Auch Stefan droht an seiner Zeitungswelt zu verzweifeln. Da klingen manchmal ähnliche Gedanken an, wie beim realen Journalisten Birk Meinhardt, der dokumentarisch darüber schrieb, wie er seine Zeitung (die Süddeutsche) verlor. Und es klingt an, was Richard David Precht und Harald Welzer mit Blick auf die vierte Gewalt konstatierten. Nämlich, dass das Mediensystem keine Öffentlichkeit mehr zulasse, sondern nur noch Scheinrealitäten erschaffe. Stefan steht vor der Frage, ob sich seine Zeitung mehr und mehr vom objektiven und neutralen Faktenjournalismus zugunsten eines Aktivismus für eine vermeintlich gute Agenda abwenden solle. Zur Disposition steht nicht weniger, als die unabhängige Presse als ein Grundbaustein einer freiheitlich demokratischen Grundordnung. Der Roman lässt nicht offen, wo die entsprechenden Weichenstellungen fallen. Erscheint das Bedienen der aktuellen Tendenzen dem Vorstand, der Geschäftsführung und den Herausgebern von ökonomischem Vorteil, dann wird das durchgesetzt. In einer Villa im feinen Blankenese macht die Herausgeberin Stefan bei „Veuve Clicquot Rosé und Reibekuchen-Burger mit Räucherlachs in Dill-Gin-Marinade“ die neue Sichtweise klar. Das Schiff solle blitzschnell gewendet werden. Eine Doppelspitze mit Stefan und einer dunkelhäutigen jungen Frau solle das Blatt „hyper-fortschrittlich, hyper-vorbildlich, hyper-up-to-date“ machen. Stefan erliegt seiner Eitelkeit, er willigt ein. Damit endet zwangsläufig der Dialog mit Theresa, die sich inzwischen einer Art Agrar-Guerilla angenähert hat.

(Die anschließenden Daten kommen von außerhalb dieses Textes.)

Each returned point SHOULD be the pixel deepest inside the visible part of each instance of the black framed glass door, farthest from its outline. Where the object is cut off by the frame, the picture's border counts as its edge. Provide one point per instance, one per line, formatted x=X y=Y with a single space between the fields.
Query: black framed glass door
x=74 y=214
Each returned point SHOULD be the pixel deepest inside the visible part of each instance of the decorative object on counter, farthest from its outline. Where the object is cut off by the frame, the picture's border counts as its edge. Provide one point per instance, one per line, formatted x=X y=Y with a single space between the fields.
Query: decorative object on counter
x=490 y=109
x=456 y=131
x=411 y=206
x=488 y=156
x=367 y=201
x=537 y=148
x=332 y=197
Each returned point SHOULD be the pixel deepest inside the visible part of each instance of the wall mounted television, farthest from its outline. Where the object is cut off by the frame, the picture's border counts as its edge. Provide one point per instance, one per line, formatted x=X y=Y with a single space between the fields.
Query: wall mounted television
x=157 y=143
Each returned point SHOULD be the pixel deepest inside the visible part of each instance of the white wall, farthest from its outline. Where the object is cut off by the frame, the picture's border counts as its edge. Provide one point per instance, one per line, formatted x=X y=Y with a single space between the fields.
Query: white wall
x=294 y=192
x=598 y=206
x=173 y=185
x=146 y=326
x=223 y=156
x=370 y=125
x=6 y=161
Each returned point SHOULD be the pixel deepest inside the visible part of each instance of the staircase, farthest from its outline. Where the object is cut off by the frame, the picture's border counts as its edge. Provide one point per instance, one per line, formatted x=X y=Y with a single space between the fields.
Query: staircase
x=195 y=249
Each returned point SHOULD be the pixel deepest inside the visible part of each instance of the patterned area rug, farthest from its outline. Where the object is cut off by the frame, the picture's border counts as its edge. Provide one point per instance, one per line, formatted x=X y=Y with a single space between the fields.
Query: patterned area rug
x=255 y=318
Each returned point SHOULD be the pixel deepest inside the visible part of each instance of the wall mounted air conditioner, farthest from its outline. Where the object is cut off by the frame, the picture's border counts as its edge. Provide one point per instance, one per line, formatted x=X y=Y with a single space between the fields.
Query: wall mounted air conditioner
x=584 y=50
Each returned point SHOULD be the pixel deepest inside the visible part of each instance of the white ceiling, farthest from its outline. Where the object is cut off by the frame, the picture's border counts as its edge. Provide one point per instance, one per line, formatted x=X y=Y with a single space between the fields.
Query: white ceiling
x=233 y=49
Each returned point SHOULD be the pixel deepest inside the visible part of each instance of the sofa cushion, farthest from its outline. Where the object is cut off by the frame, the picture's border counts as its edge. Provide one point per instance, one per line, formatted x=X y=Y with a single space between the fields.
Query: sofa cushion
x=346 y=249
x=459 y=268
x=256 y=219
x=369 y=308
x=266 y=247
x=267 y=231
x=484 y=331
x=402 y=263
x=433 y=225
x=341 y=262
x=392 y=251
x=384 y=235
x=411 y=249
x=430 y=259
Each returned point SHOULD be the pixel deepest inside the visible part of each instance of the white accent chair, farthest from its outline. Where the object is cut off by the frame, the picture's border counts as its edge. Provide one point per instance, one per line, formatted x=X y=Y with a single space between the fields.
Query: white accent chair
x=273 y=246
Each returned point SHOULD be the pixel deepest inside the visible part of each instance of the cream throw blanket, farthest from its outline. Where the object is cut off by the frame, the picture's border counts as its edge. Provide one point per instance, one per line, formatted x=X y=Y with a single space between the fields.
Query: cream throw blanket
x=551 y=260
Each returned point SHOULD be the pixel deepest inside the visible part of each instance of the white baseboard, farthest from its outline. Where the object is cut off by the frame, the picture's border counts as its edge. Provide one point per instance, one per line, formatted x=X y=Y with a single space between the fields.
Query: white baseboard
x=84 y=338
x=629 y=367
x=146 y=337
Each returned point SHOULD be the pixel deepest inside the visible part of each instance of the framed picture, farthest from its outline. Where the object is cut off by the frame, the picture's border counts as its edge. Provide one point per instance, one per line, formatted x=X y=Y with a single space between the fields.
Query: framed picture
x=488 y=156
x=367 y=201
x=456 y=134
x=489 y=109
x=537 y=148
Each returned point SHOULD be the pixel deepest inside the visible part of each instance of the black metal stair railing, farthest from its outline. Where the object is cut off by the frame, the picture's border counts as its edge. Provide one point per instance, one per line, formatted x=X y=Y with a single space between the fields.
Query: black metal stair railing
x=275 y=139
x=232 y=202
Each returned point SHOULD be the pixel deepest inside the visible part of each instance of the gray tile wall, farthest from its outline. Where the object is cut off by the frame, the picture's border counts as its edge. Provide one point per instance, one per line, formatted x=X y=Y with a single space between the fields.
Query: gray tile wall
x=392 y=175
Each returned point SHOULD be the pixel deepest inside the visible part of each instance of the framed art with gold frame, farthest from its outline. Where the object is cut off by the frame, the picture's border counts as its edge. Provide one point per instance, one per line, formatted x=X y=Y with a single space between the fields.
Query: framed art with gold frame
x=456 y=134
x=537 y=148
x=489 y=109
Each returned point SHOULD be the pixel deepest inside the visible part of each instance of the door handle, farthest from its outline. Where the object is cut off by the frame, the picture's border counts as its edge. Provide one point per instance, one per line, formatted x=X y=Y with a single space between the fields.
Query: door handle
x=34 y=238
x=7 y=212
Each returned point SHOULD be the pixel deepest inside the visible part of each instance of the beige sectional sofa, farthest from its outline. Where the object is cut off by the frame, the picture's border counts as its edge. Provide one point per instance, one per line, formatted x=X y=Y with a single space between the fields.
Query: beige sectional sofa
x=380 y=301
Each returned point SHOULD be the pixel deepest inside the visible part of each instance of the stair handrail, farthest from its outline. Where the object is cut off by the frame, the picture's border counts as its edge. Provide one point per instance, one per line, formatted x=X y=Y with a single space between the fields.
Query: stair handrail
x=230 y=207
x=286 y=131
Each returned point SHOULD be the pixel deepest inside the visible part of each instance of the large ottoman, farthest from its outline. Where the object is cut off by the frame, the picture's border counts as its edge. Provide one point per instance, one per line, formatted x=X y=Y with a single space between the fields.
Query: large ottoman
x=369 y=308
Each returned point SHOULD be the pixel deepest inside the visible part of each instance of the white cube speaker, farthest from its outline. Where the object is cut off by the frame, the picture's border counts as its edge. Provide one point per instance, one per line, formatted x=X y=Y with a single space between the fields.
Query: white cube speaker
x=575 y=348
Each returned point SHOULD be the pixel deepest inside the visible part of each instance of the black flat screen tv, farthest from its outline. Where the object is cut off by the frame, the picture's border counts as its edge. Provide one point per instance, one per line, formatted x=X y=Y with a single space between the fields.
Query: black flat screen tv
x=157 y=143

Juli Zeh und Simon Urban haben das Panorama einer Gesellschaft gezeichnet, die vor existenziellen Zerreißproben steht. Am Ende ist der selbstdenke Leser gefordert. So, wie er es tendenziell durch gewöhnliche Zeitungslektüre kaum noch wird.

Juli Zeh / Simon Urban: Zwischen Welten, Luchterhand Literaturverlag, München 2023, 448 Seiten, 24,00 Euro.